Tahapannya tidak cukup hanya dengan mengaplikasikan cairan pelarut cat. Di disinilah kita perlu menggunakan metode sandblasting. Sayangnya, tak semua orang mengetahui apa itu sandblasting.
Sandblasting adalah sebuah cara untuk menghilangkan kotoran dari permukaan yang rata menggunakan pasir. Benturan dari abrasif dapat mengangkat lapisan terluar suatu bidang. Bahkan tidak hanya lapisan cat, tetapi juga bagian yang terkena karat.
Perbedaan Sandblasting dengan Amplas Pasir
Banyak orang yang belum tahu tentang sandblasting salah kaprah menganggap bahwa proses ini sama dengan pengamplasan tradisional. Baik menggosok dengan amplas maupun sandblasting memiliki sifat abrasif. Namun, prinsip kerja dan hasil akhir dari kedua metode ini sangat berbeda.
Pengamplasan adalah metode yang menggunakan kertas abrasif untuk melicinkan permukaan benda. Karena menggunakan tenaga manual, proses penghalusan permukaan ini kurang efisien, terutama untuk permukaan yang luas seperti struktur bangunan.
Teknik pembersihan dengan pasir menggunakan mesin khusus. Hal ini membuat area kerja sandblasting jauh lebih luas dibandingkan metode manual.
Butiran abrasif pada amplas juga kurang sesuai untuk setiap jenis permukaan. Selain itu, tekstur setelah pengamplasan acapkali tidak merata. Sebab, kekuatan yang diterapkan secara manual berubah-ubah. Sementara itu, pada sandblasting, mesin bekerja dengan tingkat tekanan dan kecepatan yang tetap dan memberikan permukaan yang halus seluruhnya bahkan sampai ke area sudut.
Banyak orang yang kurang paham tentang sandblasting berpendapat bahwa proses ini dapat menggunakan segala jenis pasir. Di antaranya adalah pasir yang umum digunakan untuk konstruksi bangunan.
Material Abrasif untuk Sandblasting
Padahal, sandblasting menggunakan pasir khusus yang bulir halusnya berbeda dengan pasir biasa. Setidaknya ada 4 jenis pasir yang tepat untuk sandblasting.================
Whatsapp Kami – 08-13-88-22-22-44 | Untuk Anda yang sedang mencari Ahli Abrasive Blasting Terdekat di Wilayah
PROBOLINGGO
================
1. Partikel Batu Garnet
Partikel batu garnet merupakan material sandblasting dengan daya abrasif ringan-medium sehingga penerapannya cocok untuk besi dan material non besi. Akan tetapi, tidak terlalu efektif untuk menghilangkan lapisan yang sangat tebal atau telanjur menahun.
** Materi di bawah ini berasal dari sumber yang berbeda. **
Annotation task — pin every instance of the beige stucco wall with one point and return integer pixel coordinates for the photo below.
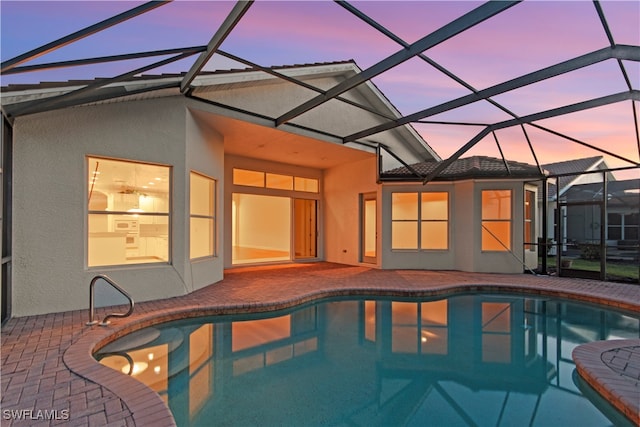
(343, 185)
(50, 273)
(205, 155)
(465, 230)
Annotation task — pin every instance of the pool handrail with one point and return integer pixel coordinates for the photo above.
(105, 321)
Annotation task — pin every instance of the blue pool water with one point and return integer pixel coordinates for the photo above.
(466, 360)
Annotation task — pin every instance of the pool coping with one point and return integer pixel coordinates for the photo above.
(147, 407)
(622, 391)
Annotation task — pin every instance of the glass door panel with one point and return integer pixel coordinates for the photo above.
(305, 228)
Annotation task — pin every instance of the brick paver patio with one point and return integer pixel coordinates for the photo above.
(50, 377)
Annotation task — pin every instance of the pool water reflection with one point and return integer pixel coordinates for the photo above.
(464, 360)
Jika dilihat dari aspek biaya, batu garnet terbilang cenderung lebih mahal dibandingkan bahan-bahan abrasif untuk sandblasting lainnya. Keuntungannya, batu garnet dapat digunakan hingga 6 kali pemakaian.
2.Silikon Karbida
Bahan ini tampak seperti pasir hitam bertekstur kasar. Abrasif ini memang efektif membersihkan karat pada permukaan logam. Direkomendasikan untuk proyek pembersihan berbagai jenis furnitur logam, pegangan tangga, pintu gerbang besi.
Kekasaran teksturnya tak sekadar menjadikan permukaan logam jadi bersih, tapi juga berkilau.
3.Serbuk Aluminium Oksida
Sandblasting juga menggunakan material abrasif berupa aluminium oksida. Partikelnya berbentuk serbuk halus, tetapi kemampuan abrasifnya sangat kuat dan tajam. Oleh karena itu mampu mengikis lapisan karat yang sangat kuat.
Untuk Anda yang sedang mencari Ahli Abrasive Blasting Terdekat di Wilayah
PROBOLINGGO
” width=”1024″ height=”576″ />
4.Glass Beads
Wujudnya semacam serpihan akrilik yang halus tapi punya kekuatan abrasif sedang. Namun, kurang cocok untuk mengatasi karat. Sandblasting dengan manik-manik kaca lebih diprioritaskan untuk permukaan halus seperti plastik dan kaca.
Demikian penjelasan mengenai apa itu sandblasting. Setelah membaca artikel ini semoga semua menjadi jelas dengan istilah sandblasting.